Nell'ambito dell'applicazione della sopraddetta al settore archivistico statale di recente il Consiglio Direttivo dell'ANAI - Associazione Nazionale Archivistica Italiana «dopo aver preso in considerazione varie opinioni e proposte recenti sulla riorganizzazione del Ministero, ha deciso di scrivere al Ministro una lettera in data 31 ottobre con richiesta di dialogo e alcune osservazioni, con particolare riferimento alla necessità che le decisioni da prendere non siano mirate alla pura riduzione di risorse, ma tengano conto della realtà operativa e delle esigenze funzionali degli istituti del settore» (per la lettura completa vedi http://media.regesta.com.

Il documento costituisce una efficace sintesi dei punti più salienti in discussione e, in modo equilibrato, una rivendicazione e una difesa competenti ed intelligenti delle funzioni e delle attività di Archivi e Soprintendenze.

Esso, in particolare, ci sembra meritevole di attenzione in alcuni punti ben esplicitati.

In primo luogo chiede che sia «rafforzata in concreti ambiti operativi (interventi sui beni di competenza esclusiva, iniziative di studio, descrizione, valorizzazione e divulgazione) l'autonomia tecnico-scientifica degli organi periferici che operano sul patrimonio archivistico, ancora troppo genericamente prevista dall'art. 17 (N.d.R.: del DPR 233/2007] rispetto alle Direzioni regionali.

L'autonomia non è un fine in sé o una rivendicazione di prestigio, ma condizione per l'efficacia di un'attività non meramente burocratica».
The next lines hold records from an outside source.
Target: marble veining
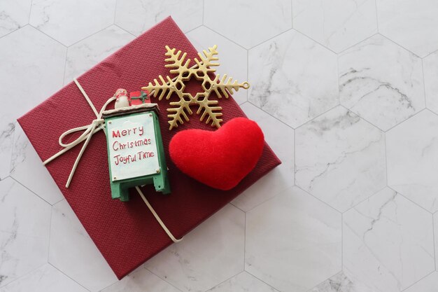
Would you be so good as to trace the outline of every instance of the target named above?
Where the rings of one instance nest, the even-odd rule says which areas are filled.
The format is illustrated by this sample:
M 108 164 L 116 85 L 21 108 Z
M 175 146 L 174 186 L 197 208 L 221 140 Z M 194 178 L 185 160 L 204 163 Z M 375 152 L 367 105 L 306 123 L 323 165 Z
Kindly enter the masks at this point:
M 8 118 L 0 118 L 0 180 L 9 175 L 12 144 L 13 142 L 15 123 Z
M 112 25 L 69 47 L 64 84 L 79 77 L 134 39 L 131 34 Z
M 119 1 L 115 11 L 115 24 L 139 36 L 171 15 L 183 32 L 186 32 L 202 25 L 203 6 L 202 0 Z
M 13 179 L 0 181 L 0 287 L 47 262 L 50 206 Z
M 246 213 L 245 270 L 278 291 L 307 291 L 341 270 L 341 226 L 340 213 L 288 188 Z
M 377 32 L 374 0 L 292 0 L 294 28 L 337 53 Z
M 438 50 L 438 5 L 435 0 L 379 0 L 379 32 L 420 57 Z
M 341 104 L 383 130 L 425 106 L 421 60 L 381 35 L 343 52 L 339 64 Z
M 29 171 L 33 174 L 31 176 L 29 175 Z M 18 123 L 14 134 L 10 175 L 50 204 L 64 199 Z
M 436 292 L 437 15 L 436 0 L 1 0 L 0 292 Z M 169 15 L 250 83 L 233 97 L 282 164 L 118 281 L 16 119 Z
M 438 113 L 438 51 L 423 60 L 424 85 L 428 109 Z
M 400 291 L 435 270 L 432 214 L 390 188 L 344 214 L 344 269 L 379 291 Z
M 66 201 L 55 204 L 52 213 L 49 263 L 91 292 L 97 292 L 117 281 Z
M 278 292 L 246 272 L 242 272 L 207 292 Z
M 438 116 L 425 110 L 388 131 L 388 185 L 423 208 L 438 211 Z
M 29 23 L 65 46 L 112 25 L 115 0 L 33 0 Z
M 206 1 L 204 5 L 204 25 L 247 49 L 292 28 L 289 0 Z
M 351 275 L 341 272 L 314 287 L 309 292 L 376 292 L 368 285 L 358 282 Z
M 295 30 L 250 50 L 248 61 L 248 101 L 294 128 L 339 102 L 336 55 Z
M 0 288 L 0 292 L 87 292 L 88 290 L 62 274 L 50 264 L 45 264 L 17 281 Z
M 181 292 L 141 266 L 101 292 Z
M 145 266 L 183 291 L 205 291 L 243 270 L 244 237 L 244 213 L 227 204 Z
M 0 37 L 27 24 L 31 0 L 3 0 L 0 3 Z
M 297 185 L 341 211 L 386 185 L 383 133 L 341 106 L 298 128 L 295 147 Z

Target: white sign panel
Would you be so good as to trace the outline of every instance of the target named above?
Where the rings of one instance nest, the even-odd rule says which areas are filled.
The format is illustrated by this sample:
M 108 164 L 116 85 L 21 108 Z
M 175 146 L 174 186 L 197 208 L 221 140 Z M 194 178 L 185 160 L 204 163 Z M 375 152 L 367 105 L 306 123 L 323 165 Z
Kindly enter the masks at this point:
M 118 118 L 106 127 L 113 181 L 157 173 L 160 164 L 150 113 Z

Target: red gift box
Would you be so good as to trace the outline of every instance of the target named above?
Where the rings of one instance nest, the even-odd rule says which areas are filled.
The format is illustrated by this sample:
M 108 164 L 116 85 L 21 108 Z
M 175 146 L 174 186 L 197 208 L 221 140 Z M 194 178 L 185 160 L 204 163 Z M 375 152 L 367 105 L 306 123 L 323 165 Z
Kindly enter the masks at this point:
M 165 46 L 188 53 L 193 60 L 197 51 L 170 18 L 150 29 L 78 78 L 98 111 L 118 88 L 139 90 L 158 75 L 167 76 Z M 213 45 L 213 44 L 212 44 Z M 220 55 L 219 55 L 219 57 Z M 199 89 L 191 80 L 185 90 Z M 177 238 L 195 228 L 241 193 L 281 162 L 267 144 L 255 169 L 234 188 L 211 188 L 181 173 L 171 162 L 169 142 L 178 131 L 200 128 L 213 130 L 199 120 L 195 113 L 188 123 L 169 130 L 166 109 L 168 101 L 157 102 L 161 110 L 160 127 L 171 193 L 155 193 L 153 186 L 142 188 L 167 228 Z M 245 116 L 232 98 L 222 98 L 223 123 Z M 95 115 L 73 83 L 21 117 L 18 122 L 43 161 L 58 152 L 58 138 L 66 130 L 89 125 Z M 130 200 L 111 200 L 106 140 L 103 131 L 91 138 L 69 188 L 66 181 L 80 151 L 80 145 L 46 165 L 55 183 L 71 206 L 94 244 L 121 279 L 172 243 L 141 197 L 132 190 Z M 212 166 L 214 168 L 214 166 Z M 212 175 L 214 175 L 214 169 Z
Dopo aver denunciato «una tendenza all'accentramento e appesantimento burocratico delle procedure nelle Direzioni Regionali», si sofferma su una delle peculiarità dell'Amministrazione affermando che «la capillarità della rete degli istituti archivistici sul territorio è un valore che il Ministero dovrebbe difendere» e che, sempre per quanto concerne la realtà degli Archivi di Stato, è «doveroso che importanti servizi culturali (e di garanzia giuridica) continuino a essere svolti, con direttori scientifici, proprio sul territorio in cui sono radicati spesso da oltre un secolo (o anche più, quando si tratti di ex capitali di Stati preunitari)».
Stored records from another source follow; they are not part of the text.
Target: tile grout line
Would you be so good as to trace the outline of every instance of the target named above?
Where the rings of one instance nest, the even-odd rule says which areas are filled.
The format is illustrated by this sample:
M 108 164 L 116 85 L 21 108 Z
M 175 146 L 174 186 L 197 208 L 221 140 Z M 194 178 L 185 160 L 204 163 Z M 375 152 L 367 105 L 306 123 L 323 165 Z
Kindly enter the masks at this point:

Nella sostanza l'autonomia si espleta con la possibilità di prendere decisioni in modo rapido ed efficiente, anche in materia di spesa, tanto che anche «i direttori archivisti non dirigenti dovrebbero mantenere autonomia scientifica e almeno in parte anche amministrativa, come funzionari delegati, per garantire efficacia alla loro azione gestionale e culturale nell'area di competenza».

A partire dall'autorevole presa di posizione dell'associazione di categoria, che ringraziamo per l'attenzione dimostrata, i sottoscritti manifestano la loro preoccupazione che l'ennesima riorganizzazione si traduca in una ulteriore contrazione della capacità operativa degli istituti archivistici, contrazione d'altra parte palesemente contraria alle aspettative e agli obbiettivi fissati dagli organi politici.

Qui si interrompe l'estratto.